Arizona assumes independent candidate petitions are valid, if they have more than the legal minimum number of signatures and have no obvious other flaw. June 18 was the last day for anyone to file challenges to any Arizona independent petition. Ralph Nader was the only independent presidential candidate who filed this year. No one challenged his petition.
By contrast, in 2004, his petition was challenged, and was found to lack enough valid signatures. Arizona is the second state in which Nader has qualified for the ballot this year and in which he did not succeed in getting on in 2004; the other one is Hawaii.

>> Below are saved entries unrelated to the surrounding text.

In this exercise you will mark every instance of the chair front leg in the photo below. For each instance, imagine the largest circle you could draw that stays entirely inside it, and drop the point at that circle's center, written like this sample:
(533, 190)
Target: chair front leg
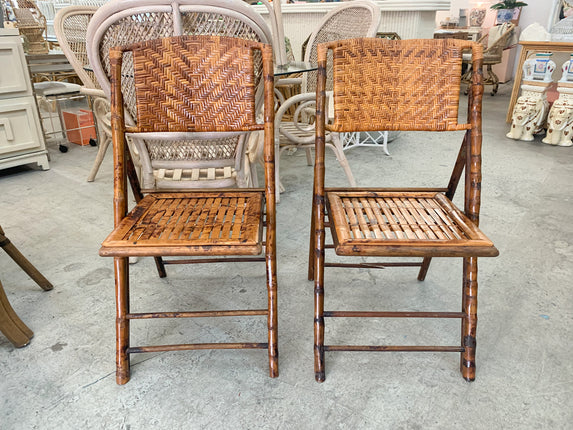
(469, 322)
(121, 268)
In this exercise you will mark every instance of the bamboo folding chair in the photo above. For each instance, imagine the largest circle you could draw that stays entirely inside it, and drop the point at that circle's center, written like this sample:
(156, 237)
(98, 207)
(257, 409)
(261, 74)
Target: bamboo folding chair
(410, 85)
(190, 85)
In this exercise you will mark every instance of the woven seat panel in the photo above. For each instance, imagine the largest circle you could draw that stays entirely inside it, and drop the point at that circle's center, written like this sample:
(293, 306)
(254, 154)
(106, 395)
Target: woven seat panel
(219, 223)
(364, 220)
(341, 26)
(394, 90)
(178, 89)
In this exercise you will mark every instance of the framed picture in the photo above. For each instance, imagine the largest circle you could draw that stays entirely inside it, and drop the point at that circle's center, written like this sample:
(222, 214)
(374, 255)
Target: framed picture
(560, 9)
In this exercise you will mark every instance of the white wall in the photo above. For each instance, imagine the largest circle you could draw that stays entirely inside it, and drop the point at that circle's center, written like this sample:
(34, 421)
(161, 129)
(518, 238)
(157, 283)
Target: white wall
(535, 11)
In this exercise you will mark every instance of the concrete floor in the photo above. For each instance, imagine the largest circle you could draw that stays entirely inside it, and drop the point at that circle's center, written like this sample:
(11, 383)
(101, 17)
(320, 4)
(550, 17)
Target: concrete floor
(65, 378)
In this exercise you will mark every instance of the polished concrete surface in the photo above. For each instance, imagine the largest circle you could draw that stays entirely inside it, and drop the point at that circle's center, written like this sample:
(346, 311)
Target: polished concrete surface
(65, 378)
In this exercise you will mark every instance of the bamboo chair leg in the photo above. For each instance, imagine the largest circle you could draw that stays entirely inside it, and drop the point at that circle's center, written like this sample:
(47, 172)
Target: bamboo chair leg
(272, 322)
(11, 325)
(336, 146)
(312, 244)
(23, 262)
(493, 79)
(469, 322)
(99, 156)
(424, 268)
(319, 372)
(122, 323)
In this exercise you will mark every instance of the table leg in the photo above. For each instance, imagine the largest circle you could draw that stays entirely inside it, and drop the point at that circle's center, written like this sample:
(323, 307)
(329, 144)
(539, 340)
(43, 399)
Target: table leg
(23, 262)
(11, 325)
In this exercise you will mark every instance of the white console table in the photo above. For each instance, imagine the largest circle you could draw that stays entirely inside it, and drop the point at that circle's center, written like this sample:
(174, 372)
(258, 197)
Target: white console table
(21, 138)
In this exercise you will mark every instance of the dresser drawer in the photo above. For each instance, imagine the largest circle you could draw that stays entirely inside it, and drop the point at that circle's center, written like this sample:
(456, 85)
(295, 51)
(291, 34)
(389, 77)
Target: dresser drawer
(19, 126)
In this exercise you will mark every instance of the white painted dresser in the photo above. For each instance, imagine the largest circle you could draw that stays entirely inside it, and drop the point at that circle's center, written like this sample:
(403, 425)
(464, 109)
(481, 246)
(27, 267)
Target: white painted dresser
(21, 138)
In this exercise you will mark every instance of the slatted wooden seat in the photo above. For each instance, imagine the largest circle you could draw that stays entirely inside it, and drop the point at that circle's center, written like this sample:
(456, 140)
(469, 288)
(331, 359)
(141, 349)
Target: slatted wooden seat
(226, 223)
(373, 222)
(187, 85)
(410, 85)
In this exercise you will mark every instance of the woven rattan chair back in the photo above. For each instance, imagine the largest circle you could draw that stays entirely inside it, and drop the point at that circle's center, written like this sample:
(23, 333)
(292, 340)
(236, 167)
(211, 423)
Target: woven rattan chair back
(348, 20)
(391, 79)
(212, 160)
(406, 85)
(177, 90)
(71, 26)
(192, 85)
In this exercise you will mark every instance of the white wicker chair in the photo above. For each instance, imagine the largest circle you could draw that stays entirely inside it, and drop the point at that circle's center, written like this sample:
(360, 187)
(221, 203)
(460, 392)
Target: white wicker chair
(211, 160)
(359, 18)
(70, 26)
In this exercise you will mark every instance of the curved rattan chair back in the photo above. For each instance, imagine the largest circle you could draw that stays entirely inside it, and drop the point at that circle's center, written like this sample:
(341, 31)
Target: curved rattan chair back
(397, 92)
(182, 163)
(359, 18)
(70, 26)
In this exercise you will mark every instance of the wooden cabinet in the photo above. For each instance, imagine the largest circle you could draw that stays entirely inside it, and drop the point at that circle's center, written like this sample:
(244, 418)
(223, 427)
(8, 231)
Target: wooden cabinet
(21, 138)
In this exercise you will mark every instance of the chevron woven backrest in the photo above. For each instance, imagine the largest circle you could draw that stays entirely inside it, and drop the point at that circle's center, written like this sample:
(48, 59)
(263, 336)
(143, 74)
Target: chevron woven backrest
(384, 84)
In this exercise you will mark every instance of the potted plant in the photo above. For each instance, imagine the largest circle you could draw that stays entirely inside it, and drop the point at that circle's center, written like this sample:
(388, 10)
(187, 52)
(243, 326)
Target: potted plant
(506, 10)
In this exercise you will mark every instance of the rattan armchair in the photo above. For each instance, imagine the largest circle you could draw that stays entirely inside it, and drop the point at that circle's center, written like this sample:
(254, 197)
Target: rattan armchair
(492, 55)
(185, 86)
(410, 85)
(209, 160)
(349, 20)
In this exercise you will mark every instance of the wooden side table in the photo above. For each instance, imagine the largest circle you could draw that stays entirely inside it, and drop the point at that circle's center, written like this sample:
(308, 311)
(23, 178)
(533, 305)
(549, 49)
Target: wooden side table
(527, 48)
(10, 324)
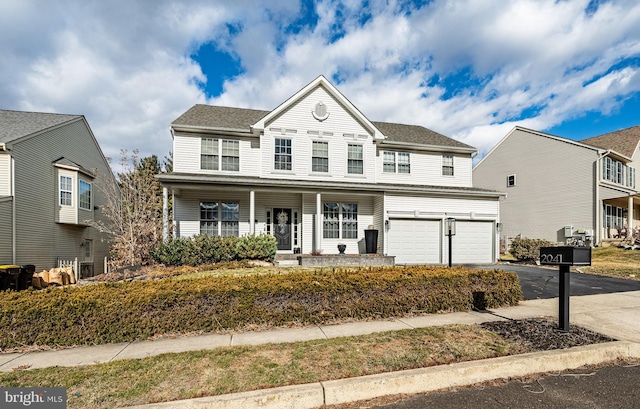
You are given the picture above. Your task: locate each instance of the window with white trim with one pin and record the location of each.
(84, 192)
(66, 191)
(283, 154)
(320, 156)
(355, 159)
(447, 165)
(220, 218)
(211, 159)
(340, 221)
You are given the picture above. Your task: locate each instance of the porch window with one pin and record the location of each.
(355, 159)
(320, 157)
(210, 158)
(220, 218)
(283, 157)
(66, 191)
(340, 221)
(447, 165)
(85, 195)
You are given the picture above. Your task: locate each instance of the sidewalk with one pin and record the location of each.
(616, 315)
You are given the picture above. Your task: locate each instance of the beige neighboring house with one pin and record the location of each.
(315, 172)
(564, 190)
(48, 196)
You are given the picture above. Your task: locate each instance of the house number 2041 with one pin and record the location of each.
(551, 258)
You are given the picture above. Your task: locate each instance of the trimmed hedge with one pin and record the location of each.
(207, 249)
(121, 312)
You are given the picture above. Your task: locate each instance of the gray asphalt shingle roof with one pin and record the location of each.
(228, 118)
(624, 141)
(17, 124)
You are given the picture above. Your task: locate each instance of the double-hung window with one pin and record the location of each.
(340, 221)
(85, 195)
(220, 218)
(66, 191)
(447, 165)
(219, 154)
(355, 159)
(320, 156)
(283, 154)
(389, 164)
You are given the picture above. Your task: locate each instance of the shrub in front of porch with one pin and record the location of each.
(207, 249)
(121, 312)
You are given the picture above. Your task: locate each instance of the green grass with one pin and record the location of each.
(225, 370)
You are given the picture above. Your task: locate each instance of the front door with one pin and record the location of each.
(282, 228)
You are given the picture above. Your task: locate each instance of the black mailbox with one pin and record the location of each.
(565, 256)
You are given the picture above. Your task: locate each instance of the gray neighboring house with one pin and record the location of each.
(316, 173)
(559, 188)
(48, 197)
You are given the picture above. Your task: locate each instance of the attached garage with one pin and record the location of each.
(473, 242)
(415, 241)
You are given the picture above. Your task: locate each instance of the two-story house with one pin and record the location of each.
(559, 188)
(315, 172)
(48, 197)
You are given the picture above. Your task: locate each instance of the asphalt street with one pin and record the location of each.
(604, 388)
(543, 282)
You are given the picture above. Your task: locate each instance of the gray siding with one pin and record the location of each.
(554, 184)
(40, 240)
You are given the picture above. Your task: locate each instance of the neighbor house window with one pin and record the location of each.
(220, 218)
(210, 158)
(447, 165)
(283, 157)
(320, 157)
(340, 221)
(66, 191)
(355, 160)
(85, 195)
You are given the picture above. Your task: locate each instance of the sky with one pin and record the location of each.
(468, 69)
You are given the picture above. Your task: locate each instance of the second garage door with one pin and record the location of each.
(414, 241)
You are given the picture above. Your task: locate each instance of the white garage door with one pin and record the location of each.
(473, 242)
(414, 241)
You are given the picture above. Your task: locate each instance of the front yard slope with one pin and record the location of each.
(127, 311)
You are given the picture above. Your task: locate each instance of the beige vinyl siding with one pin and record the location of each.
(6, 247)
(5, 174)
(186, 154)
(40, 240)
(554, 184)
(426, 168)
(339, 130)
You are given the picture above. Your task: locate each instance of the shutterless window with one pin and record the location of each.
(447, 165)
(355, 160)
(66, 191)
(320, 157)
(85, 195)
(230, 155)
(209, 154)
(283, 154)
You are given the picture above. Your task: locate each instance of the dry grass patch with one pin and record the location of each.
(171, 377)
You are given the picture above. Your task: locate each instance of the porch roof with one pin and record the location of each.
(198, 181)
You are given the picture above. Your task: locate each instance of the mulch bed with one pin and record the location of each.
(543, 334)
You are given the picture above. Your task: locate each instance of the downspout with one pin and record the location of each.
(599, 225)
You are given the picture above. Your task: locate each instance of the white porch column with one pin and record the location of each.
(252, 212)
(165, 215)
(318, 222)
(630, 214)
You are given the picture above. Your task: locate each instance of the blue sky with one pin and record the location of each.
(471, 70)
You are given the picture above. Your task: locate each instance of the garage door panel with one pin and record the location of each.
(414, 241)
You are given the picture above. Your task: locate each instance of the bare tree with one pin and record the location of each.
(132, 209)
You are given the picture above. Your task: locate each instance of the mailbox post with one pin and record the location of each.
(564, 257)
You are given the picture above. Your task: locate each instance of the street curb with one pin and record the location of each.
(413, 381)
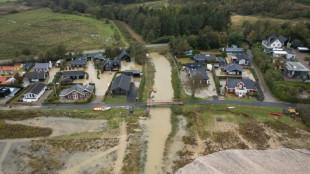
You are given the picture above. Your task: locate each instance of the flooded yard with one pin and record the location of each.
(162, 80)
(52, 73)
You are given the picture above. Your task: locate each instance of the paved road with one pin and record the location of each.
(268, 96)
(143, 105)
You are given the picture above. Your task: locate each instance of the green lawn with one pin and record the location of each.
(41, 29)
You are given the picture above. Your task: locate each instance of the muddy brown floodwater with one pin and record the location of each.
(158, 126)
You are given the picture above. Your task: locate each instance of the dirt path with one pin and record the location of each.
(86, 162)
(121, 149)
(133, 33)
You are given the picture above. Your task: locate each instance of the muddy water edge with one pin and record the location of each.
(158, 126)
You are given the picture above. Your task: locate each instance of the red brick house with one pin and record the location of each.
(77, 92)
(240, 87)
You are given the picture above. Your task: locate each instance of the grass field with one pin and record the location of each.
(40, 30)
(237, 20)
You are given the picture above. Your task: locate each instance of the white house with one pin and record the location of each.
(34, 92)
(274, 42)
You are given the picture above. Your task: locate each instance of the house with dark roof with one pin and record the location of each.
(204, 58)
(120, 85)
(240, 87)
(275, 42)
(232, 69)
(111, 64)
(296, 70)
(4, 91)
(27, 66)
(79, 62)
(34, 92)
(41, 67)
(73, 75)
(134, 73)
(77, 92)
(241, 59)
(124, 56)
(36, 76)
(232, 50)
(196, 68)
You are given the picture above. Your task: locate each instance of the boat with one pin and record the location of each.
(101, 108)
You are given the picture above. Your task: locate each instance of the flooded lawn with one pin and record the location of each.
(158, 129)
(162, 78)
(101, 84)
(130, 66)
(52, 73)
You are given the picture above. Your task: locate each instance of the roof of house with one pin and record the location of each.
(248, 83)
(203, 57)
(36, 75)
(232, 67)
(28, 65)
(123, 81)
(73, 73)
(241, 56)
(36, 88)
(273, 38)
(296, 66)
(122, 54)
(79, 88)
(7, 68)
(3, 79)
(79, 61)
(41, 66)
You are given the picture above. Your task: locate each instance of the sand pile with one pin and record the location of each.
(251, 161)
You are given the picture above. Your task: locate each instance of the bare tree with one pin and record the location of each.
(195, 83)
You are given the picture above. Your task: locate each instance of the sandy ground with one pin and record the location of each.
(64, 125)
(251, 161)
(162, 78)
(52, 73)
(205, 92)
(157, 130)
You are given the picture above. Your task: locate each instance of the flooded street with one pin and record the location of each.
(162, 78)
(158, 126)
(158, 129)
(102, 84)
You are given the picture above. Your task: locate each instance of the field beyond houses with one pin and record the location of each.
(40, 30)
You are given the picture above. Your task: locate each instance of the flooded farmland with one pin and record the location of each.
(158, 126)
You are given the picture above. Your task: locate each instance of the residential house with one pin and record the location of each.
(79, 62)
(18, 66)
(4, 91)
(41, 67)
(124, 56)
(73, 75)
(241, 59)
(296, 70)
(36, 76)
(232, 69)
(204, 58)
(232, 50)
(77, 92)
(134, 73)
(120, 85)
(34, 92)
(303, 49)
(275, 42)
(7, 70)
(240, 87)
(288, 54)
(27, 66)
(196, 68)
(111, 64)
(222, 61)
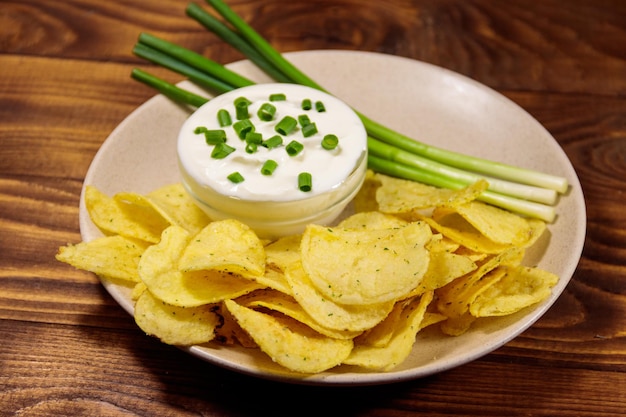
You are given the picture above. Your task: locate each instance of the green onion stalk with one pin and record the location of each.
(520, 190)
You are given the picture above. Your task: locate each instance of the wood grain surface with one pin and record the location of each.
(66, 347)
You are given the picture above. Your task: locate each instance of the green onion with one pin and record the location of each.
(266, 112)
(254, 137)
(241, 108)
(511, 182)
(251, 147)
(304, 120)
(269, 167)
(236, 177)
(213, 137)
(305, 181)
(330, 142)
(221, 151)
(223, 118)
(309, 130)
(286, 125)
(243, 127)
(294, 147)
(273, 142)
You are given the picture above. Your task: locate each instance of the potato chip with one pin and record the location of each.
(175, 325)
(401, 343)
(289, 342)
(113, 256)
(455, 298)
(365, 267)
(113, 218)
(330, 314)
(227, 246)
(371, 220)
(282, 303)
(175, 204)
(397, 196)
(283, 252)
(499, 226)
(519, 288)
(159, 270)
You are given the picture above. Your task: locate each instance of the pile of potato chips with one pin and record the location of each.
(357, 293)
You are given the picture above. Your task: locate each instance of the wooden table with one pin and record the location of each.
(67, 348)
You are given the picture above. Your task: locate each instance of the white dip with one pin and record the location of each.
(274, 204)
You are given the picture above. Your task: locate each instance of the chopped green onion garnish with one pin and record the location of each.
(241, 108)
(266, 112)
(309, 130)
(286, 125)
(304, 120)
(221, 151)
(294, 148)
(243, 127)
(236, 177)
(330, 142)
(213, 137)
(273, 142)
(254, 137)
(269, 167)
(305, 182)
(223, 118)
(251, 147)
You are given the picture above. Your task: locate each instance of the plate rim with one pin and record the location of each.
(365, 378)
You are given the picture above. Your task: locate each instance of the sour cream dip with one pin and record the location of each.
(286, 124)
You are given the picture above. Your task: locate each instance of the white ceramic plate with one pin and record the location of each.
(428, 103)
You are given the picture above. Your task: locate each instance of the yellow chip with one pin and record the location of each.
(283, 252)
(113, 219)
(330, 314)
(282, 303)
(497, 225)
(401, 343)
(289, 342)
(159, 270)
(397, 196)
(519, 288)
(228, 246)
(357, 267)
(371, 220)
(175, 325)
(175, 205)
(455, 298)
(116, 257)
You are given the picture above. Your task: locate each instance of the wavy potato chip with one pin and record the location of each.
(400, 344)
(116, 257)
(330, 314)
(119, 216)
(289, 342)
(160, 271)
(399, 196)
(362, 267)
(371, 220)
(227, 246)
(519, 288)
(175, 325)
(288, 306)
(178, 208)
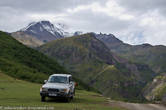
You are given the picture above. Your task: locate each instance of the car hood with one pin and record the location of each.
(55, 85)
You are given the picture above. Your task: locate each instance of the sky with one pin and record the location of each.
(132, 21)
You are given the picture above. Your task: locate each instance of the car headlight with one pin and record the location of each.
(64, 90)
(43, 89)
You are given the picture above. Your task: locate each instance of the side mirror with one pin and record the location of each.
(45, 81)
(76, 84)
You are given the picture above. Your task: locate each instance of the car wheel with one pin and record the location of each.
(43, 98)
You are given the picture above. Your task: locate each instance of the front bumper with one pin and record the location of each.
(54, 94)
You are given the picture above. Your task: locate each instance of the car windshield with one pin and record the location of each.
(57, 79)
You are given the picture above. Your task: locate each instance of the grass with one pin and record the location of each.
(25, 63)
(18, 93)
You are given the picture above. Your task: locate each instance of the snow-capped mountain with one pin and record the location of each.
(44, 31)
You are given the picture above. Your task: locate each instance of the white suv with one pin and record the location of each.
(58, 85)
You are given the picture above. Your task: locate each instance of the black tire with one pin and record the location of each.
(43, 98)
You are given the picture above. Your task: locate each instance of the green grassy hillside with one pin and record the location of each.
(18, 93)
(93, 63)
(25, 63)
(156, 90)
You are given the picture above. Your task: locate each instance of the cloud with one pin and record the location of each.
(134, 22)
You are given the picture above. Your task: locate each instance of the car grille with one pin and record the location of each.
(53, 90)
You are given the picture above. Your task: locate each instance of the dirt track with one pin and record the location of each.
(135, 106)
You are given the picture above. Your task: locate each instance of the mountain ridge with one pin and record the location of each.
(90, 60)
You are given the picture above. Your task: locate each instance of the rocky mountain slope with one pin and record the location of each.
(93, 63)
(154, 56)
(27, 39)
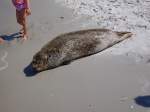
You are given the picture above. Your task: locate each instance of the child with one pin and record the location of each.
(22, 11)
(1, 40)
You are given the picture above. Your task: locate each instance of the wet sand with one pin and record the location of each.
(102, 82)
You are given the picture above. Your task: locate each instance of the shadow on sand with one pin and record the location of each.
(30, 71)
(143, 101)
(11, 37)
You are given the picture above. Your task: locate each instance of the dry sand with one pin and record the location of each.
(99, 83)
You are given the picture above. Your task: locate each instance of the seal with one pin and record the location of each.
(74, 45)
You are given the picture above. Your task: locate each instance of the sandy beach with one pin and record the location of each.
(106, 82)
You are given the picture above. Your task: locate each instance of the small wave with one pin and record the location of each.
(4, 61)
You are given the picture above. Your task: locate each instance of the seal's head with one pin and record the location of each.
(40, 61)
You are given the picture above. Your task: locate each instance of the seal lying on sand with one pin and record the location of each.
(70, 46)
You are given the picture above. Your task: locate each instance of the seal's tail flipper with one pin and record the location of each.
(124, 35)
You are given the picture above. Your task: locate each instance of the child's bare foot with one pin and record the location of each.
(1, 41)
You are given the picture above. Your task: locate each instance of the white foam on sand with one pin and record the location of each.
(3, 60)
(119, 15)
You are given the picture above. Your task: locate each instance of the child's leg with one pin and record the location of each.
(21, 19)
(25, 35)
(1, 40)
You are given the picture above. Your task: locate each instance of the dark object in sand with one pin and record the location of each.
(143, 101)
(74, 45)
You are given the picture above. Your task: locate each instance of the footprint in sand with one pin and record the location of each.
(2, 59)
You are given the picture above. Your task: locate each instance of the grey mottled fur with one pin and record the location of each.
(70, 46)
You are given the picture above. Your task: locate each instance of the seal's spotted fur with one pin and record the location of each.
(70, 46)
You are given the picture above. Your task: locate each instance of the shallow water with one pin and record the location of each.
(102, 82)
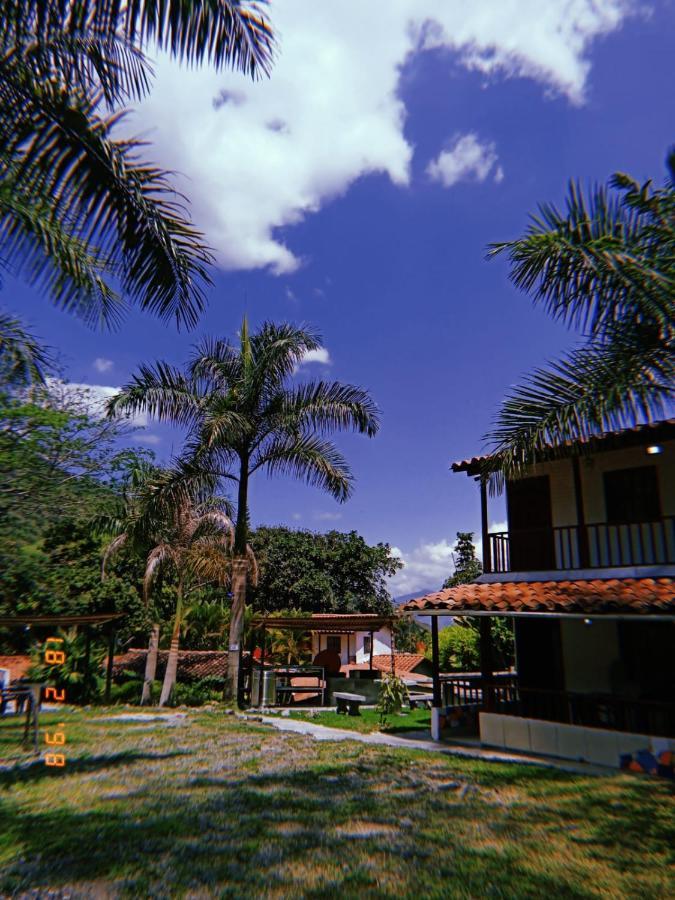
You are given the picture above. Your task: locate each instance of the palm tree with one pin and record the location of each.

The current Arizona independent candidate law was written in 1993. Nader is the first independent presidential candidate to successfully use the law. It required 21,759 valid signatures this year.
Go Nader. I’m happy for Nader even though I’m not voting for him. What the Democrats did to him in 2004 was so unethical so illegal.
Any word on high schooler French’s proposition efforts in Arizona?
James Carville and the other “professional Democrats” have a new friend in the news media which has cast a blanket of censorship on Nader and his issues. You can be sure they are organizing another effort to keep Nader and the anti-war, pro-single payor health reform votes off of state ballots (Google: “Ralph Nader Steve Conn” for 2004 analyses of the Ballot Project and its funders).